Hafnium – Are Tech Metal Prices starting to Change Direction?

Earlier this year we reported about hafnium as one of the hopefuls within the technology metals family. Prices have in fact gone up by another 40% since May. Reason enough to take another look at the metal and its potential for investors.

Explaining the market to us is William Hattan, an independent investment broker with over 30 years of experience in the field.

“Hafnium is our largest holding, and a market shortage is starting to materialize,” Hattan explained.  “Worldwide yearly production is just over 70 tons, split between two suppliers: Cezus (Areva) of France, and ATI (USA). Its main application is the nuclear industry, some of the metal goes into super alloys. After the 2011 Fukushima earthquake, nuclear technology fell out of favor. Because of that, the production of zirconium, which is where you get hafnium from, went down considerably. The ratio of zirconium to hafnium is often just 50:1. Companies that had stockpiles ran through those quickly.

“As of today, Cezus is sold out to the free market for the rest of the year. Consumers entering the market now are going to have to wait. That makes it an intriguing market,” Hattan added.

On the super alloy side, a hafnium based alloy just broke the world record in melting points. Even though it isn’t used in large amounts it is critical to the production of aircraft engines and industrial turbines. The continuing trend to build lighter and lighter aircrafts increases the need for super alloys to ensure turbines can still thrust a plane in the air. With aircraft producers like Boeing and Airbus having record backlogs, demand is likely to be strong in the near future.

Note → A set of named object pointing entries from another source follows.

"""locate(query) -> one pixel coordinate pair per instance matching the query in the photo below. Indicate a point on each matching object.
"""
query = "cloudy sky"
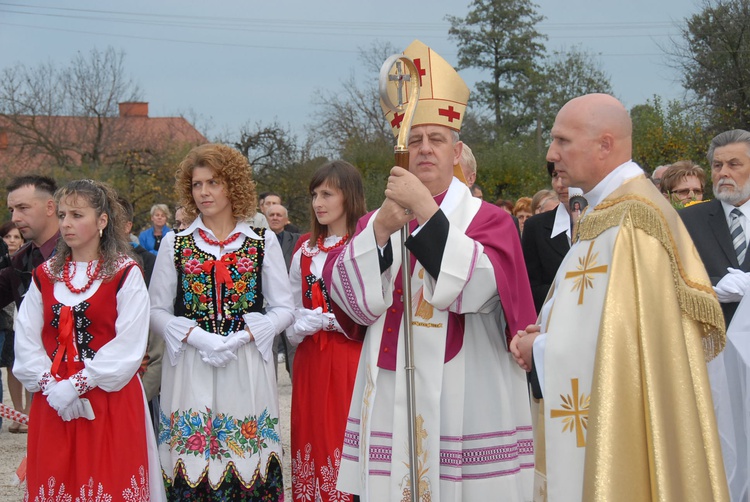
(233, 62)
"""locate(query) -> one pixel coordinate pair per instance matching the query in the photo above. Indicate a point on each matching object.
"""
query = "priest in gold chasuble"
(620, 351)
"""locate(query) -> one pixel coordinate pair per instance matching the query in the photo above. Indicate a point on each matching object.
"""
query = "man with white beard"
(720, 227)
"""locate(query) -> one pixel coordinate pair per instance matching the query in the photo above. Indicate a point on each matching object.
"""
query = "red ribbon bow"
(66, 343)
(220, 268)
(318, 300)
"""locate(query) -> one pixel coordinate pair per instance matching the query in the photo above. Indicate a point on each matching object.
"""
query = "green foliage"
(665, 134)
(564, 76)
(499, 36)
(714, 58)
(510, 170)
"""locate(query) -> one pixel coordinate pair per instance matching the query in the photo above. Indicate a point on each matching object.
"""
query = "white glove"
(211, 347)
(204, 341)
(75, 410)
(237, 339)
(49, 387)
(309, 322)
(62, 395)
(731, 288)
(219, 359)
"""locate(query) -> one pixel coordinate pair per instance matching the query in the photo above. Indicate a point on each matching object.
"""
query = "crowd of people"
(557, 339)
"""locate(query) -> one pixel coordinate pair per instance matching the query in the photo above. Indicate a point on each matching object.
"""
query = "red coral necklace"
(325, 249)
(92, 275)
(213, 242)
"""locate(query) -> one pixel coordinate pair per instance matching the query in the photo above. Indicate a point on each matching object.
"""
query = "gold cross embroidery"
(575, 413)
(583, 276)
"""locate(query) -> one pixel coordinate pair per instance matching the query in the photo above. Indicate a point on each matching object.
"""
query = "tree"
(352, 125)
(89, 87)
(714, 58)
(565, 75)
(280, 165)
(499, 36)
(665, 134)
(352, 114)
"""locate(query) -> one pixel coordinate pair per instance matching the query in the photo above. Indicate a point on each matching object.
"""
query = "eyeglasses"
(685, 192)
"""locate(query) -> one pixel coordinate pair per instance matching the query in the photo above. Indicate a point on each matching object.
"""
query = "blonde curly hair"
(230, 167)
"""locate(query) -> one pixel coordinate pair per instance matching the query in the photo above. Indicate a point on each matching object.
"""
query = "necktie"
(738, 235)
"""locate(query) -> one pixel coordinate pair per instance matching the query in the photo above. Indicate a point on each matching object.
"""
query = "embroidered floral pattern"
(82, 322)
(330, 474)
(201, 433)
(307, 486)
(45, 380)
(86, 493)
(138, 491)
(303, 476)
(198, 283)
(81, 383)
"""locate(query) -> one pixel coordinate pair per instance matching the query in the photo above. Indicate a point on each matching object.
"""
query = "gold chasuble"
(627, 411)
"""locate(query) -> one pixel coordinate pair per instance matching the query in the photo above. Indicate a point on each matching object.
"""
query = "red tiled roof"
(73, 139)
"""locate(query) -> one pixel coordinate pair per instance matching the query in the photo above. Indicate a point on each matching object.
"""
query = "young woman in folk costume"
(325, 364)
(80, 338)
(219, 418)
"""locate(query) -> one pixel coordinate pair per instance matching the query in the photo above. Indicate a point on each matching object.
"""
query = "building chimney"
(133, 109)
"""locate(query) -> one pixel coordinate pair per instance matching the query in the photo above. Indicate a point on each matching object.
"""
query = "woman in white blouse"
(219, 296)
(80, 338)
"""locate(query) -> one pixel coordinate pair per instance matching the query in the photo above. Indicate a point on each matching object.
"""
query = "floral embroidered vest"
(216, 292)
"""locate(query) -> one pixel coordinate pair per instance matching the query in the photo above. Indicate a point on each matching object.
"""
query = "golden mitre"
(442, 94)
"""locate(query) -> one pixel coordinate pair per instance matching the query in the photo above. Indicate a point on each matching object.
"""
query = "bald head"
(591, 137)
(277, 217)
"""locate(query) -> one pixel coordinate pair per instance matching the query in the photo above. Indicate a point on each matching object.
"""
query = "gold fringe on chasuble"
(696, 296)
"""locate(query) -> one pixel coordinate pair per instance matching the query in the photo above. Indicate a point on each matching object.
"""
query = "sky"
(228, 63)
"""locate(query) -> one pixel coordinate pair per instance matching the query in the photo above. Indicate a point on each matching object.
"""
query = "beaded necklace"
(209, 240)
(69, 263)
(338, 244)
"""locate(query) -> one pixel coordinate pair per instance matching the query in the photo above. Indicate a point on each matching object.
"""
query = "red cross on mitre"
(450, 113)
(418, 64)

How does one invest in Hafnium? Hafnium is sold in different levels of purity, largely pegged to its remaining zirconia content. Prices were as low as $ 650 per kilogram last year but are now up to $ 1,200 – 1,500 per kg, depending on purity. ATI increased prices by about 10% per quarter recently. Hattan believes this could take the market to $ 2,000 per kg by the end of next year. “ATI or Cezus only leave small amounts for the spot market. It is not like any single person could buy directly through them. So I put together a select group of clients and go to several traders who have availability”.

Hafnium is available in its metallic form as bars or grain.

“Because of this narrow market, you have to sell into the rise. Hafnium’s story is almost parallel to rhenium which went from $ 675 / lb to $ 5,000 / lb several years ago.  At the time of the rhenium peak we sold at an average of $ 3,300 and a high of 4,200. If you try to wait for the absolute peak of these markets you can get burned very badly because they are very thinly traded, and they are not the easiest to liquidate”.  Many of Hattan’s clients hold their portfolios for 2-3 years or more.

“2016 could be a very turbulent, volatile year for hafnium because of the many unknowns,” concluded Hattan.

We will be following this development closely.